By now word has gotten around about Wilmer Flores’s position preference. The utility infielder recently spoke about how he prefers to play second base but is willing to go where the team needs him. At least for 2017, his path is blocked on the infield by Neil Walker, who accepted the team’s qualifying offer this offseason.

But if the Mets and Walker part ways after 2017, is Flores really the next in line to start at second base?

As a result of injuries and platoons, Flores has been bounced around the infield for much of his career starting at least one game at first, second, third and shortstop. A big reason the Mets have made him into such a project is that they like his offense, especially against left-handed pitching. Flores’s numbers increase by every metric against left handed pitchers. For his career his average is 15 points higher against lefties and he hits a home run every 16 at bats compared to a home run every 41 at bats against righties. His career weighted runs created is 60 points higher against lefties (139 vs. 79), his OPS increases by over 200 points and his walk rate more than doubles. Against righties his weighted runs above average dips harshly into negative numbers (-18.4) where zero is league average. Given that right-handed pitchers are more common than lefties, it calls into question whether or not Flores can be a consistent everyday player.

Another question that many have on Flores is his defense. The project that involved moving him to shortstop in 2015 got a lot of heat because of his lack of range and an average rate of roughly one error per week (one error per 60 innings). But at second base he seems much more sure-handed. In his career at second base he averages one error in 192 innings, meaning he makes the play 3x more often than he does at shortstop. Even despite that, Fangraphs credited Flores with nearly -6 dWAR for 2016 indicating that even though he played more of his preferred position, his defense is still a significant liability. Steamer projects a slight improvement in that category for 2017, (-2.7) but still leaves much to be desired.

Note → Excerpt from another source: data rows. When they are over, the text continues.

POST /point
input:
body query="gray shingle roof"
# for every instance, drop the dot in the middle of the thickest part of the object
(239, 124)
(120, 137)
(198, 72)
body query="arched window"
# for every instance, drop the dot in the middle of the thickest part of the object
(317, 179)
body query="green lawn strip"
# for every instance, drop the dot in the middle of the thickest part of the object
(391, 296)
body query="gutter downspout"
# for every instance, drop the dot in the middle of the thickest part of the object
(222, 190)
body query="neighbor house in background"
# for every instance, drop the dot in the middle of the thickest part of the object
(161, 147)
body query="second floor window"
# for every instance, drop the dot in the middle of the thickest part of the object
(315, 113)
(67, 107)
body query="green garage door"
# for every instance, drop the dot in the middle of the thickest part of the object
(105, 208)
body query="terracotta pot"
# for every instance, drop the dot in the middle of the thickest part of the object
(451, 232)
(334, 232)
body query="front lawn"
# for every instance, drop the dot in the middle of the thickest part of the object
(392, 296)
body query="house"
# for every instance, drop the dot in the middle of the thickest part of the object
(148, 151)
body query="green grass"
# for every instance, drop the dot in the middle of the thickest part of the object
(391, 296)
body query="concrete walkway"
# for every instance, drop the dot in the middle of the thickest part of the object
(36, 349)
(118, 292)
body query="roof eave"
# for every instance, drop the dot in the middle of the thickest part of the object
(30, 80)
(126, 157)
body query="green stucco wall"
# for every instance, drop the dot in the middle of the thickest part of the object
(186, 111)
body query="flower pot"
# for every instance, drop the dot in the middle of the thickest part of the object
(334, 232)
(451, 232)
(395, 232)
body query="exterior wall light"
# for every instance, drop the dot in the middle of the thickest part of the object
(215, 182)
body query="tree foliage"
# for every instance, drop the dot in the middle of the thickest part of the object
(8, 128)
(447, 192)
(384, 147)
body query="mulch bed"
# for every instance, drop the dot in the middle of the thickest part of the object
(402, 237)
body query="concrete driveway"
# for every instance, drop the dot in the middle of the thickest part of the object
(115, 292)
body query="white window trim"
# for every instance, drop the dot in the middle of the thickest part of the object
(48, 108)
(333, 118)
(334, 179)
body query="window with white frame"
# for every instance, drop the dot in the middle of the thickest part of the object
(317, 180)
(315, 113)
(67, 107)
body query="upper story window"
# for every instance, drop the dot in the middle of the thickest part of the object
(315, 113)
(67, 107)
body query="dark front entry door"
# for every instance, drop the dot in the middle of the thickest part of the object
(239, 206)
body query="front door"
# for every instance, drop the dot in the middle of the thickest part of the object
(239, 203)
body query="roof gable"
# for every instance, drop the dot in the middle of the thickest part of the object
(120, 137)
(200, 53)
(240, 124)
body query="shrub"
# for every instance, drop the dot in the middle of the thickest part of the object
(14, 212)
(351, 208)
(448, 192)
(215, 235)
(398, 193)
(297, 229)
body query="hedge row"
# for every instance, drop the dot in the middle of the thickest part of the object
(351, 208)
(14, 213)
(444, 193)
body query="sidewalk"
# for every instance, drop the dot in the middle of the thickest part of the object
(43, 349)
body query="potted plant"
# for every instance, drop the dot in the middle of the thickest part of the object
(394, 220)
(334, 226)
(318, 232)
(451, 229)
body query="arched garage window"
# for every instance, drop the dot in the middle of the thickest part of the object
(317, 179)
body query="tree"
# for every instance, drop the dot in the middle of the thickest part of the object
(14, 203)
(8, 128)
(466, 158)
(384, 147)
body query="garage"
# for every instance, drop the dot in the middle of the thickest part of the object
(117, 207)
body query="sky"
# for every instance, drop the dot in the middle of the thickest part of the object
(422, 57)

So what other options do the Mets have?

Last season the team saw the emergence of T.J. Rivera down the stretch. Rivera played 33 games for the Mets and hit .333 while also bouncing around the infield. His line drive percentage was 2 points higher than Flores’s career average and his soft hit rate was lower. Rivera also has reverse offensive splits, albeit in a small sample size. In 70 at bats he hit .386 against righties compared to .229 in 35 at bats against lefties. This works towards his advantage as he’d face more right-handed pitchers than lefties as a starter. However, there’s a chance that some of his success may have come from luck or defensive positioning. His BABIP was .360, 60 points above the league average.

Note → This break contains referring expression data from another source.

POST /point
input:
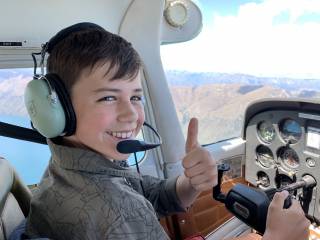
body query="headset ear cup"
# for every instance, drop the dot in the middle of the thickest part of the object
(56, 82)
(44, 108)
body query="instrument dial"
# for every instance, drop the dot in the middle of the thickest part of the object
(266, 132)
(289, 157)
(265, 156)
(290, 131)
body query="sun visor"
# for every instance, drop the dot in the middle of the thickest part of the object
(182, 21)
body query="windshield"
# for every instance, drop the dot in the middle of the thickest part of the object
(247, 50)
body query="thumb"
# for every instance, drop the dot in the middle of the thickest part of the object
(192, 136)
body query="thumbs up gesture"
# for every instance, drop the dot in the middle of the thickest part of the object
(199, 166)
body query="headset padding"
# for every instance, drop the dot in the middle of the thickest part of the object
(59, 87)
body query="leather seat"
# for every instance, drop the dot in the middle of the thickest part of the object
(14, 199)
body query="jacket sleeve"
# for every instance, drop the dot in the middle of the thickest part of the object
(162, 195)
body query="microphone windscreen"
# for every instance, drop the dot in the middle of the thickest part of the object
(131, 146)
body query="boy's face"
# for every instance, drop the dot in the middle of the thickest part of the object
(107, 111)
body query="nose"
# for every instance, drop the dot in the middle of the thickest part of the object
(127, 112)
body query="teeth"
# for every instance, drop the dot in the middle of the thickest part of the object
(122, 135)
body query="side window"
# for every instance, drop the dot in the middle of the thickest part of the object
(29, 159)
(247, 50)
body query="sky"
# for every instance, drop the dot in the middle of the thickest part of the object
(273, 38)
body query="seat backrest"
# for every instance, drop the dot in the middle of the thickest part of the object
(14, 199)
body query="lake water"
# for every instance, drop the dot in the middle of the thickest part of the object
(30, 159)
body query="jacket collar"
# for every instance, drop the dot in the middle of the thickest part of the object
(85, 160)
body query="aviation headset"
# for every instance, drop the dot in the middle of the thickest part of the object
(46, 97)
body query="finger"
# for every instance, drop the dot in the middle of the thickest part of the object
(195, 170)
(205, 186)
(192, 136)
(200, 169)
(207, 176)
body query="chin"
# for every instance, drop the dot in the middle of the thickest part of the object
(120, 156)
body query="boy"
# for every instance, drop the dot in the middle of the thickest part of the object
(86, 193)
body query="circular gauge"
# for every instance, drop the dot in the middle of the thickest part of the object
(282, 180)
(265, 156)
(266, 131)
(290, 131)
(263, 179)
(289, 157)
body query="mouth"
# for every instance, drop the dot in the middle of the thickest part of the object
(121, 135)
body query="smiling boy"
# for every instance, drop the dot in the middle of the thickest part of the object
(86, 193)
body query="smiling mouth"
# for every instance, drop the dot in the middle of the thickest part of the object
(122, 134)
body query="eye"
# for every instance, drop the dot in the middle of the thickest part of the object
(107, 99)
(136, 98)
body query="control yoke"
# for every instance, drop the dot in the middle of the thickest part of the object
(250, 205)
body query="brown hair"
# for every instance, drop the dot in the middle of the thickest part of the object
(86, 49)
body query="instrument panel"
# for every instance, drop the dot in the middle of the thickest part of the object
(283, 145)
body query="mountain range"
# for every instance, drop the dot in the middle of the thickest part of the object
(217, 99)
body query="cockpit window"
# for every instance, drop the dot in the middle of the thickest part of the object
(247, 50)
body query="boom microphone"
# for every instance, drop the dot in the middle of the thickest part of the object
(132, 146)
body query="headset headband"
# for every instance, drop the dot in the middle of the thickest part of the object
(67, 31)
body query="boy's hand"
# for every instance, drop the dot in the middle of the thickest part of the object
(283, 224)
(200, 167)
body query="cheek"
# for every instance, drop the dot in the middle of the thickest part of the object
(141, 116)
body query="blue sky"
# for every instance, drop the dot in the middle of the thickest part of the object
(263, 38)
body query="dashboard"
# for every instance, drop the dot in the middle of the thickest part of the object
(283, 145)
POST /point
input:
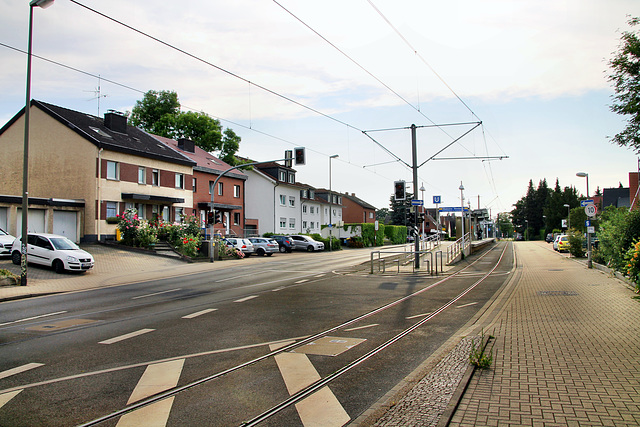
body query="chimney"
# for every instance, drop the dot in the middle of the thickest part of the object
(186, 145)
(115, 121)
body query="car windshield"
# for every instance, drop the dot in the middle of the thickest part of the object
(62, 243)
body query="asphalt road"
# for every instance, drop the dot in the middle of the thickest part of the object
(72, 358)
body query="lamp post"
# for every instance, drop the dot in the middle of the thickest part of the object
(331, 202)
(589, 262)
(25, 158)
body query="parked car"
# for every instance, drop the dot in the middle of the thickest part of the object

Defensively Rivera was better than Flores but still below league average, as he posted a -1.2 dWAR. However, his overall WAR was higher than Flores (0.6 vs. 0.5) despite playing in 70 fewer games, likely a result of a surprising 3.0 oWAR.

Defensively edge may well go to Rivera but perhaps by not as much as people think. In 58 more innings at second base, Rivera is worth two more runs saved, but still falls to -1 DRS, indicating that both players cost their teams runs. In terms of range stats, Rivera’s .787 RZR is not much higher than Flores’s career .775 at second base and Flores actually made more “out of zone” plays in less innings.

Given the Mets’ depth it’s likely that Rivera starts the season in the minor leagues as there isn’t much need for a third backup infielder on the major league roster. For this reason, his projections for the 2017 season are minimal.

The biggest edge that Flores has is his experience. However that also works him in that Terry Collins and Co. know that this is all they can ever get from Flores whereas Rivera has room to grow. If Flores hasn’t consistently hit right-handed pitching 1200+ at bats in the major leagues, will that development ever come?